Austyn Modrzewski

No. 1 – South Dakota Coyotes
- Position: Quarterback
- Class: Freshman

Personal information
- Listed height: 6 ft 5 in (1.96 m)
- Listed weight: 215 lb (98 kg)

Career information
- High school: Mountain Vista (Highlands Ranch, Colorado)
- College: South Dakota (2025–present);

= Austyn Modrzewski =

American football player

Austyn Modrzewski is an American college football quarterback for the South Dakota Coyotes.

==Early life==
Modrzewski attended Mountain Vista High School in Highlands Ranch, Colorado. As a junior he passed for 3,675 yards with 41 touchdowns and was named the Colorado Gatorade Football Player of the Year.

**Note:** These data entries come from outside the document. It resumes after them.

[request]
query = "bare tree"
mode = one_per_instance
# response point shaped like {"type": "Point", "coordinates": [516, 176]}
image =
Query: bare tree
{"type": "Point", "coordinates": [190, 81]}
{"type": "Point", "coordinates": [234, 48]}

He was again named the Colorado Gatorade Football Player of the Year his senior year after passing 3,407 yards and 57 touchdowns. His 11,911 passing yards and 147 touchdowns were a Colorado state record.

==College career==
After redshirting his first year at South Dakota in 2025, Modrzewski was named the starter for the 2026 season. In the first game of the season, he completed 16 of 20 passes for 304 yards and school-record tying six touchdown passes. He also rushed for 81 yards, including a 68-yard touchdown.